For `FAISS`, you can store the created Vector Store to disk and load it later, avoiding the need to recreate embeddings every time you run the application.

In [None]:
# Install if not already installed:
# pip install langchain-openai openai faiss-cpu

import os
from langchain_openai import OpenAIEmbeddings
from langchain_community.vectorstores import FAISS
from langchain_core.documents import Document
import shutil # For removing directory

# Set environment variable for OpenAI API key
# os.environ["OPENAI_API_KEY"] = "YOUR_OPENAI_API_KEY"

embeddings_model = OpenAIEmbeddings(model="text-embedding-ada-002")

# Prepare documents (similar to the example above)
documents_to_save = [
    Document(page_content="LangChain is a framework for developing LLM applications.", metadata={"source": "langchain_docs"}),
    Document(page_content="Retrieval-Augmented Generation (RAG) improves LLM accuracy.", metadata={"source": "rag_article"}),
    Document(page_content="Embeddings convert text into numerical vectors.", metadata={"source": "embedding_guide"}),
]

# Create Vector Store
vector_store_to_save = FAISS.from_documents(documents_to_save, embeddings_model)

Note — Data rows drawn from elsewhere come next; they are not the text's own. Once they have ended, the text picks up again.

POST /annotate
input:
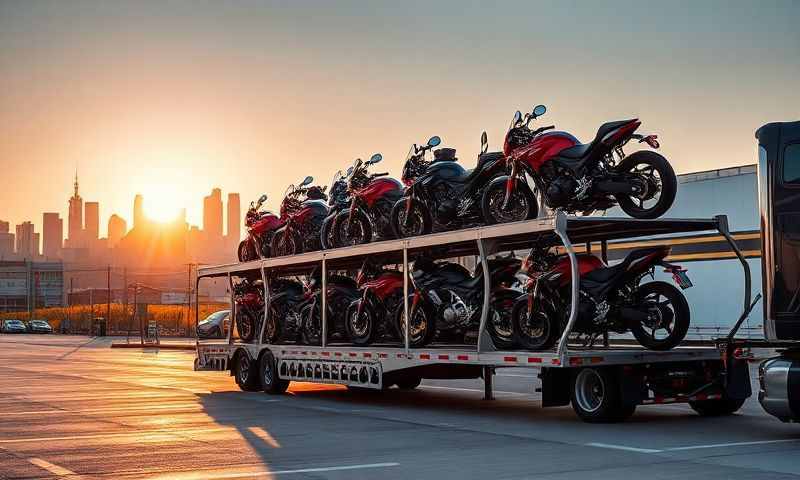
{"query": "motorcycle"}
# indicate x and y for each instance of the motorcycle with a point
(611, 298)
(577, 177)
(381, 296)
(449, 300)
(341, 291)
(261, 226)
(371, 200)
(302, 212)
(442, 195)
(338, 200)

# Save Vector Store to disk
save_path = "faiss_index"
vector_store_to_save.save_local(save_path)
print(f"\nĐã lưu Vector Store vào thư mục: {save_path}") # Vector Store saved to directory:

# Load Vector Store from disk
loaded_vector_store = FAISS.load_local(save_path, embeddings_model, allow_dangerous_deserialization=True)
# allow_dangerous_deserialization=True is necessary when loading objects from disk
# Be cautious when using this option with untrusted sources.

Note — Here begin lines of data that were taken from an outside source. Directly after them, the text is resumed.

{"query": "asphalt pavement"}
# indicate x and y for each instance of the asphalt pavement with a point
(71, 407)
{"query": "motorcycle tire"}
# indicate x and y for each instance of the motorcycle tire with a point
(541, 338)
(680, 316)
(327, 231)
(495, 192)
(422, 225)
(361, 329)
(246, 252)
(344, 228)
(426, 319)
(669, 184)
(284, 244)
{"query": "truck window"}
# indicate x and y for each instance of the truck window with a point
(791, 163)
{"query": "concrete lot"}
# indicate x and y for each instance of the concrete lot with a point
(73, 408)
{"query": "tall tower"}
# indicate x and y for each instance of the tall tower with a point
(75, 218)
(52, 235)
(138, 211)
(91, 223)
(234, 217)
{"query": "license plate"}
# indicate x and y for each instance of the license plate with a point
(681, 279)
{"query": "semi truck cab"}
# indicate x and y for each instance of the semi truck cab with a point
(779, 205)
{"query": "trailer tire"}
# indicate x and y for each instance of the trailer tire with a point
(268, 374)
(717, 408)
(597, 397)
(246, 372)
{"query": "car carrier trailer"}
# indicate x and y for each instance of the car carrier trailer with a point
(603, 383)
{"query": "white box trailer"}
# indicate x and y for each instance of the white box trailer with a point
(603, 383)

print(f"Đã tải lại Vector Store từ thư mục: {save_path}") # Vector Store reloaded from directory:

# Perform search with the reloaded Vector Store
query_loaded = "Which framework helps develop AI applications?"
retrieved_loaded_docs = loaded_vector_store.similarity_search(query_loaded, k=1)

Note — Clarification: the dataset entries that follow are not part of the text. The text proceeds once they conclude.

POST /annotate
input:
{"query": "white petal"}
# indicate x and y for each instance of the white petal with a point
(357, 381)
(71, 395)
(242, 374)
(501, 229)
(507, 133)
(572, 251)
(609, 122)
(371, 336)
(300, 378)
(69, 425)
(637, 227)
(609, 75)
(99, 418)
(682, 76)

print(f"\n--- Tìm kiếm với Vector Store đã tải lại ---") # --- Search with Reloaded Vector Store ---
print(f"Truy vấn: '{query_loaded}'") # Query:
for doc in retrieved_loaded_docs:
    print(f"  Nội dung: {doc.page_content}") # Content:
    print(f"  Siêu dữ liệu: {doc.metadata}") # Metadata:

# Clean up index directory
if os.path.exists(save_path):
    shutil.rmtree(save_path)
    print(f"Đã xóa thư mục '{save_path}'.") # Directory '{save_path}' removed.

**Note:** For cloud-based Vector Stores (like Pinecone, Weaviate), you would not store locally but connect directly to their cloud service.


---

## Lesson Summary

This lesson delved into two core concepts in building RAG systems: **Embeddings** and **Vector Stores**. We understood that **Embeddings** are numerical representations of text, capturing semantic meaning and serving as the foundation for **semantic search**. You learned how to use popular embedding models like **`OpenAIEmbeddings`**, **`HuggingFaceEmbeddings`** (local), and **`GoogleGenerativeAIEmbeddings`** to convert text into vectors.

Next, we explored **Vector Stores** as efficient places to store and manage vector embeddings, enabling fast similarity search. Finally, through practical examples with **FAISS** (an in-memory Vector Store), you performed basic operations such as **adding documents**, **similarity search**, and converting a Vector Store into a **Retriever**, as well as how to **store and load** a local Vector Store. Mastering these concepts is a crucial step towards building LLM applications capable of effectively retrieving and utilizing external knowledge.